LHC and experiments give round-up of first three years

Representatives of the Large Hadron Collider (LHC) and five of its experiments delivered a round-up report to the CERN Council this morning. The ATLAS and CMS experiments presented a wide range of results, including sensitive searches for new physics. The highlight from the LHCb experiment was a measurement of one of the rarest processes so far observed in particle physics, the decay of a Bs (pronounced B-sub-s) meson into two muons. Measurements of rare decays provide important tests of the Standard Model of particle physics, and are good places to look for new physics beyond the Standard Model. The highlights from the ALICE experiment’s first three years are detailed studies of the quark-gluon plasma, QGP, the matter of the primordial universe. Measurements from the TOTEM experiment give insights on the structure of the proton and provide input to the analyses of the other LHC experiments. All the experiments congratulated the LHC on its exemplary performance over its first full three years of running.
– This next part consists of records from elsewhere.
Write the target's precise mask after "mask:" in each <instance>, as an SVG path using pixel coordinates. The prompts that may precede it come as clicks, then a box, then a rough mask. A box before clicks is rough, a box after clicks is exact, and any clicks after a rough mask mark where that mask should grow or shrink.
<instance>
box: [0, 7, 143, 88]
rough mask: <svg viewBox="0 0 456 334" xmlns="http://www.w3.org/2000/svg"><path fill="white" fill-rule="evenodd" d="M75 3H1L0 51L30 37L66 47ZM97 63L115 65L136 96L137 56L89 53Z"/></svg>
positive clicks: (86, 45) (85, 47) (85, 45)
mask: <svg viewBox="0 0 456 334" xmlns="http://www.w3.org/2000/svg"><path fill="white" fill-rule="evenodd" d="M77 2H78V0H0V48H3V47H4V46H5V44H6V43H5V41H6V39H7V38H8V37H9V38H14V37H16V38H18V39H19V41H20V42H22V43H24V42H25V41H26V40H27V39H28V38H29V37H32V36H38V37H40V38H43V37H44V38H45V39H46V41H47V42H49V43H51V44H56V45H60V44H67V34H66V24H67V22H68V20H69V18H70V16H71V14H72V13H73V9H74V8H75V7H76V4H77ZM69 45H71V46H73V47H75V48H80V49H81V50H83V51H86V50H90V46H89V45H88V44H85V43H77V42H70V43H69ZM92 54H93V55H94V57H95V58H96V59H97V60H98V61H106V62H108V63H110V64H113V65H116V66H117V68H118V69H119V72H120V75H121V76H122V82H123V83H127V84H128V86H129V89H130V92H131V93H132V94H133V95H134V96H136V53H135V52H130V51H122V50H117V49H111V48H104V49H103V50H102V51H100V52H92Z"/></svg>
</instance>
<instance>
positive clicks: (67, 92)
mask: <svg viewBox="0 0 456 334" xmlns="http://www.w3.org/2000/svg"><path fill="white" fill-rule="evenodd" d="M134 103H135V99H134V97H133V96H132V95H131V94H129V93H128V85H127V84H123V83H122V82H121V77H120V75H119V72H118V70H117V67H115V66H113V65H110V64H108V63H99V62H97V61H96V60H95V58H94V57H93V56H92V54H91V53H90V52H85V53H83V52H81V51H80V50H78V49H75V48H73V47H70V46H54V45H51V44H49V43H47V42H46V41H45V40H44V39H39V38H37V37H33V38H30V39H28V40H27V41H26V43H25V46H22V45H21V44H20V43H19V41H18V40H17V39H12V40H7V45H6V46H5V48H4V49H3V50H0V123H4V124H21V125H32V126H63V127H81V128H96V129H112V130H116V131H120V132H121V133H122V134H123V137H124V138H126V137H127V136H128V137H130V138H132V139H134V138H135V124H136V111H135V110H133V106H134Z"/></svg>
With the Milner Foundation’s Fundamental Physics Prize being awarded to seven scientists from ATLAS, CMS and the LHC earlier in the week for the discovery of a Higgs-like particle, all eyes were on CMS and ATLAS. Each experiment reported that the significance of its observation now stands close to the 7 sigma level, well beyond the 5 required for a discovery, and that the new particle’s properties appear to be consistent with those of a Standard Model Higgs boson. They are both careful to say, however, that further analysis of the data, and a probable combination of both experiments’ data next year, will be required before some key properties of the new particle, such as its spin, can be determined conclusively.  The focus of the analysis is now moved from discovery to measurement of the new particle in its individual decay channels.

The measurements reported by both experiments show that the new Higgs-like particle is in good health with a mass of around 125 GeV, but much further analysis is needed to reveal the full details of its identity. The next update is scheduled for the spring 2013 conferences, but for the final word before the LHC resumes running in 2015, we’ll probably have to wait some time longer.